CS312 Lecture 9
Representation and Module Invariants

We need to write some comments in module implementations to help code implementers and maintainers to reason about the code within the module. We'd like them to be able to reason about individual functions within the module in a local way, so they can judge whether each function is correctly implemented without thinking about every other function in the module. Last time we saw the abstraction function, which is essential to this process because it explains how information within the module is viewed abstractly by module clients.

Commutation diagrams

Using the abstraction function, we can now talk about what it means for an implementation of an abstraction to be correct. It is correct exactly when every operation that takes place in the concrete space makes sense when mapped by the abstraction function into the abstract space. This can be visualized as a commutation diagram:

A commutation diagram means that if we take the two paths around the diagram, we have to get to the same place. Suppose that we start from a concrete value and apply the actual implementation of some operation to it to obtain a new concrete value or values. When viewed abstractly, a concrete result should be an abstract value that is a possible result of applying the function as described in its specification to the abstract view of the actual inputs. For example, consider the union function applied to the concrete pair ([1,3],[2,2]), which would be the lower-left corner of the diagram. The result of this operation is the list [2,2,1,3], whose corresponding abstract value is the list {1,2,3}. Note that if we apply the abstraction function AF to the lists [1,3] and [2,2], we have the sets {1,3} and {2}. The commutation diagram requires that in this instance the union of {1,3} and {2} is {1,2,3}, which is of course true.

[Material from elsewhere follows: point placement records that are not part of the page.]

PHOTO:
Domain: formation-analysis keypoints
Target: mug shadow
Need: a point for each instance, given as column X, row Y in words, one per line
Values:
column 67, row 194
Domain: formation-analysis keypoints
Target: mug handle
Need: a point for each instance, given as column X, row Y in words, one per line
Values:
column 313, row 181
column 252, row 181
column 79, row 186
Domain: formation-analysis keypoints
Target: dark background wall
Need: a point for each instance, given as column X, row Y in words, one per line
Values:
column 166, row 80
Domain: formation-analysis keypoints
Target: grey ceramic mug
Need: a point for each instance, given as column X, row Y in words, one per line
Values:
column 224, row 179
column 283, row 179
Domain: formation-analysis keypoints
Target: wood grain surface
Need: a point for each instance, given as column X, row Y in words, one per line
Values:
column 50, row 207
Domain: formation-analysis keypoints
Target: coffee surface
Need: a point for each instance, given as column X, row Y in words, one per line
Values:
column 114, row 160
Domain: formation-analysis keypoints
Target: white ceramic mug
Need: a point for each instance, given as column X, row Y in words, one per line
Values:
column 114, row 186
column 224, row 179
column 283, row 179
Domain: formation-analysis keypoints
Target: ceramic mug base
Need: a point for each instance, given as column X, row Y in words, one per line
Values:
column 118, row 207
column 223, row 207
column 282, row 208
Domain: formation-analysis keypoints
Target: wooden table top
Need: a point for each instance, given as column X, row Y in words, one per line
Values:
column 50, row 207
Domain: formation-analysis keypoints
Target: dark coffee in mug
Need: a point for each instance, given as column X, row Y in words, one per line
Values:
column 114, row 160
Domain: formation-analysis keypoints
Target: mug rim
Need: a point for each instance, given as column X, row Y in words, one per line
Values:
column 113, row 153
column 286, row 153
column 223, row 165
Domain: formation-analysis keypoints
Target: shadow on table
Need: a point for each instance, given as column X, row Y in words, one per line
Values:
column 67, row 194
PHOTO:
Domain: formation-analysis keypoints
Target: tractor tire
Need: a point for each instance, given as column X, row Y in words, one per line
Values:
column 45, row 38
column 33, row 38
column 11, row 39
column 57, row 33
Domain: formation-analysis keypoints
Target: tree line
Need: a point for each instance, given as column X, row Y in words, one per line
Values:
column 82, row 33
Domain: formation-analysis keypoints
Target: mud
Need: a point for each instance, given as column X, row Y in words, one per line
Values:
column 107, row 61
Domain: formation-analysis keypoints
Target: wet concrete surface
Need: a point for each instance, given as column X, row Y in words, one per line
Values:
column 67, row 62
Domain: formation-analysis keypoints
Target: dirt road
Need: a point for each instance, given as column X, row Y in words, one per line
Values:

Some specifications, as we have seen, are nondeterministic: they do not fully specify the abstract behavior of the functions. For nondeterministic specifications there are several possible arrows leading from the abstract state at the upper left corner of the commutation diagram to other states. The commutation diagram is satisfied as long as the implemented function completes the diagram for any one of those arrows.

Some missing information

Recall the NATSET interface for sets of natural numbers:

signature NATSET = sig
  (* Overview: A "set" is a set of natural numbers:
     e.g., {1,11,0}, {}, and {1001} *)
  type set
 
  (* empty is the empty set *)
  val empty : set
 
  (* single(x) is {x}. Requires: x >= 0 *)
  val single : int -> set
 
  (* union is set union. *)
  val union : set*set -> set
 
  (* contains(x,s) is whether x is a member of s *)
  val contains: int*set -> bool
 
  (* size(s) is the number of elements in s *)
  val size: set -> int
end

As discussed last time, in an implementation of this interface we need an abstraction function. We talked about three different implementations: a list of integers with no duplicates (NatSetNoDups), a list of integers possibly with duplicates (NatSet), and a vector of booleans. Each has its own abstraction function, but we can use the same abstraction function for the first two:

(* Abstraction function: the list [a1,...,an] represents the
 * smallest set containing all of the elements a1,...,an.
 * The empty list represents the empty set.
 *)

Consider how we might write the size function in each of these implementations. For the list of integers with no duplicates (NatSetNoDups), the size is just the length of the list:

val size = List.length

But for the representation of a list of integers with possible duplicates (NatSet) we need to make sure we don't double-count any duplicate elements:

fun size(lst) = case lst of
   [] => 0
 | h::t => size(t) + (if contains(t, h) then 0 else 1)

How we know that we don't need to do this check in NatSetNoDups? After all, the type of the representation is exactly the same: int list. And the abstraction function is identical. What is different is that if an int list represents a NatSetNoDups.set, it cannot have any duplicate elements. Because the code doesn't say this, implementers will not be able to reason locally about whether functions like size are implemented correctly.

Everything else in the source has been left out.